Сев на коня, он приехал на место, назначенное Клодием. Конция уже кончилась, и взволнованная толпа расходилась, обсуждая речь вождя.
— Слышал, что он сказал? — говорил кривой раб простоволосой невольнице, — Бить господ, поджигать их дома, расхищать имущество!
— Он сказал, что сперва нужно убить Милона!
— Ты не поняла, — возразил гладиатор, отпущенный Цезарем на волю, — вот его слова: «Нужно убивать Милонов, которые нападают на нас». Это значит, что не только Милона, но и всех его приверженцев…
Бородатый иудей, с красными воспаленными глазами, с большими ножницами, прикрепленными к поясу, и иглой, торчавшей из шапки, покачал головою:
— Убивать — легко сказать. Но на их стороне сила: власть, деньги и легионы… Нет, убивать единицы, которых сменят другие, то же, что раздавить клопа: на его запах приползут десятки других…
Увидев Клодия, Сальвий подошел к нему. Решено было заночевать в придорожной гостинице, а утром уехать: Клодию — в Рим, а Сальвию — в окрестности, где он должен был навербовать побольше сторонников.
Садясь чуть свет на коня, Клодий говорил:
— Набирай плебеев, пролетариев, рабов и веди в Субурру.

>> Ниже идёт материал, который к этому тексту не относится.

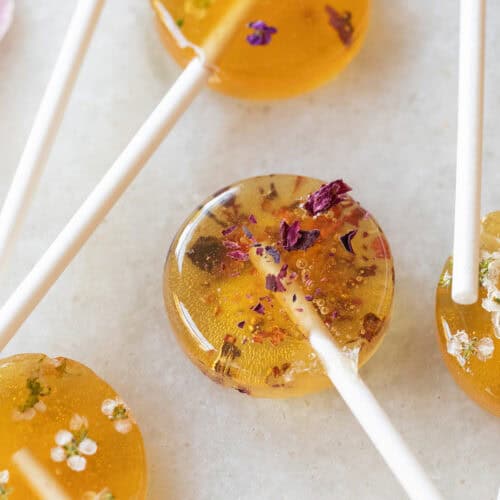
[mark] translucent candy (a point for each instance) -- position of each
(297, 46)
(469, 336)
(73, 424)
(225, 313)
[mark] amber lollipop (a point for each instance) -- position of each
(469, 335)
(278, 286)
(65, 433)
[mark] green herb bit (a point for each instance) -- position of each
(483, 269)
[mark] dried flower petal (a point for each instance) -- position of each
(231, 245)
(262, 35)
(283, 271)
(228, 230)
(346, 240)
(259, 308)
(6, 16)
(293, 238)
(326, 197)
(274, 254)
(247, 232)
(342, 24)
(274, 284)
(238, 255)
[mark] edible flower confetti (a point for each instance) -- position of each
(262, 34)
(326, 197)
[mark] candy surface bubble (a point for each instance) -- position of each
(281, 49)
(225, 313)
(469, 336)
(73, 424)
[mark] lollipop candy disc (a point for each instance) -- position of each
(74, 424)
(284, 48)
(469, 336)
(225, 313)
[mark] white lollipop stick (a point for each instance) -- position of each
(100, 201)
(342, 371)
(469, 152)
(47, 123)
(41, 482)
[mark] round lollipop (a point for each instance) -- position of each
(65, 433)
(469, 335)
(277, 284)
(227, 314)
(286, 47)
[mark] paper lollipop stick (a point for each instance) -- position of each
(41, 482)
(100, 201)
(47, 122)
(342, 371)
(469, 152)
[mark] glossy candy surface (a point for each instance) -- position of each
(469, 336)
(292, 47)
(74, 424)
(225, 313)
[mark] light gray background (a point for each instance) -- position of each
(387, 125)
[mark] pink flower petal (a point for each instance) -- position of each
(6, 16)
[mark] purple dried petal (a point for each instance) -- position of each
(342, 24)
(228, 230)
(274, 284)
(271, 282)
(326, 197)
(346, 240)
(232, 245)
(263, 33)
(247, 232)
(293, 238)
(238, 255)
(283, 270)
(274, 254)
(259, 308)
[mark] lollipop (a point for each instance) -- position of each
(60, 418)
(228, 316)
(285, 49)
(278, 285)
(469, 335)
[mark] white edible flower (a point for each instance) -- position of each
(78, 422)
(77, 463)
(495, 318)
(117, 411)
(460, 346)
(485, 348)
(87, 447)
(72, 445)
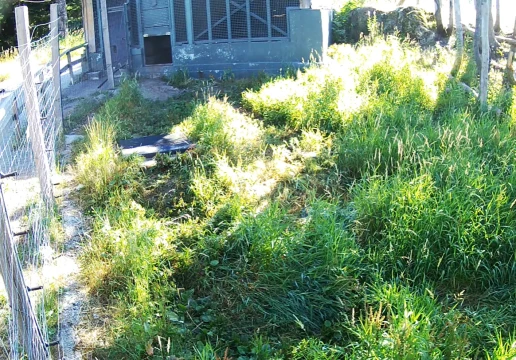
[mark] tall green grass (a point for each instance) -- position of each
(358, 210)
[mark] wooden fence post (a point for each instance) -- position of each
(107, 44)
(56, 65)
(34, 129)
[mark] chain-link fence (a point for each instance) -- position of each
(30, 125)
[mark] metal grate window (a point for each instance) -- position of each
(133, 23)
(180, 21)
(227, 20)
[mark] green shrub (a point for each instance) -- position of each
(219, 130)
(408, 324)
(341, 19)
(100, 169)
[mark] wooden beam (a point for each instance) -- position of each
(89, 24)
(499, 38)
(107, 44)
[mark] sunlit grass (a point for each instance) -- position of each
(360, 209)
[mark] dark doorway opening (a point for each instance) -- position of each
(158, 50)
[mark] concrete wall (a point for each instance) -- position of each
(309, 35)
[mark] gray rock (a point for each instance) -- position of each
(409, 22)
(70, 139)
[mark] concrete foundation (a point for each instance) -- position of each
(309, 38)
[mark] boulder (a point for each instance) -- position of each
(409, 22)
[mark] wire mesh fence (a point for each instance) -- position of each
(30, 127)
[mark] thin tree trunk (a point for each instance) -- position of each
(476, 36)
(510, 60)
(460, 39)
(439, 18)
(63, 19)
(449, 30)
(497, 27)
(484, 74)
(492, 36)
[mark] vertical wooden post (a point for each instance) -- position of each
(89, 25)
(56, 65)
(189, 21)
(107, 44)
(34, 129)
(70, 66)
(484, 73)
(228, 17)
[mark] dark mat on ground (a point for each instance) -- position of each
(149, 146)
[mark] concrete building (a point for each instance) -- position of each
(206, 36)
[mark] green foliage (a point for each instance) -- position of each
(341, 19)
(180, 79)
(365, 212)
(221, 131)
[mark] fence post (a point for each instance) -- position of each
(56, 65)
(107, 44)
(28, 334)
(189, 21)
(33, 111)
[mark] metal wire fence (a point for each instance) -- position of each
(30, 126)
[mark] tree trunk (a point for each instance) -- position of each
(484, 74)
(476, 36)
(460, 39)
(439, 18)
(497, 27)
(63, 19)
(510, 60)
(492, 36)
(449, 30)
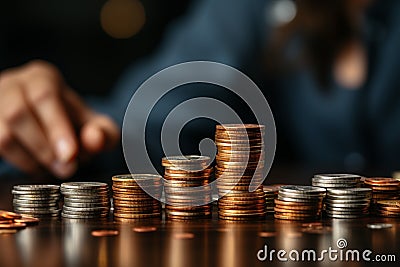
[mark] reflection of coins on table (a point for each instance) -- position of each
(296, 202)
(382, 189)
(130, 199)
(10, 222)
(85, 200)
(348, 203)
(37, 200)
(240, 160)
(186, 188)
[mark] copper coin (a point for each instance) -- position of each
(27, 220)
(183, 236)
(9, 215)
(13, 225)
(144, 229)
(267, 234)
(101, 233)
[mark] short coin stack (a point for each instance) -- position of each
(85, 200)
(187, 189)
(296, 202)
(336, 180)
(388, 208)
(271, 193)
(37, 200)
(131, 202)
(348, 203)
(240, 162)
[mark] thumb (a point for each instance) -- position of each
(99, 133)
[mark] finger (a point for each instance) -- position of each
(99, 133)
(43, 94)
(16, 114)
(12, 152)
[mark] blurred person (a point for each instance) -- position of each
(327, 68)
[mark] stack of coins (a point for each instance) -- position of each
(186, 187)
(240, 162)
(348, 203)
(85, 200)
(383, 188)
(131, 202)
(271, 193)
(336, 180)
(37, 200)
(296, 202)
(388, 208)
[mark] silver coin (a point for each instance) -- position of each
(337, 176)
(37, 187)
(295, 195)
(302, 200)
(350, 191)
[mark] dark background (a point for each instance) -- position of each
(68, 33)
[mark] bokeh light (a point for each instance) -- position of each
(122, 19)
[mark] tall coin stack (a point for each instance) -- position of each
(85, 200)
(336, 180)
(388, 208)
(297, 202)
(187, 193)
(348, 203)
(37, 200)
(240, 162)
(131, 202)
(382, 189)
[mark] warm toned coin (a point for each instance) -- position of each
(9, 215)
(391, 203)
(144, 229)
(102, 233)
(14, 225)
(7, 231)
(28, 220)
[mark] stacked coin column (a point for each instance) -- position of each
(336, 180)
(37, 200)
(240, 161)
(85, 200)
(385, 192)
(187, 193)
(348, 203)
(130, 199)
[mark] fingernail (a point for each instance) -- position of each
(64, 170)
(64, 150)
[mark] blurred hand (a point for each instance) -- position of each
(44, 124)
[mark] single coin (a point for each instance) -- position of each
(101, 233)
(267, 234)
(183, 236)
(13, 225)
(379, 225)
(7, 231)
(27, 220)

Там распределишь их по декурням и центуриям.
— Вождь, не лучше ли тебе подождать меня? Милон разъярен, людей у него много, а с тобой — несколько человек…
— От судьбы своей не уйдешь, — возразил Клодий, и на аполлоноподобном лице его выступили морщины.
Они расстались, и Клодий поскакал по дороге в Рим.
Светало. В утреннем воздухе звуки приобретали особенную четкость и яркость: голоса торговок зеленью, погонщиков ослов, песни кутил доносились из прилегавших улиц. Лошадь Клодия бежала рысью, за ним следовал небольшой отряд. Люди переговаривались между собой и шутили.
Вдруг лошадь Клодия навострила уши — из-за углового трехэтажного дома вылетели всадники с мечами наголо, и впереди мчался муж свирепой наружности, с мрачно-злыми глазами и нависшими бровями.
«Милон, — подумал Клодий, — злодей выследил меня…»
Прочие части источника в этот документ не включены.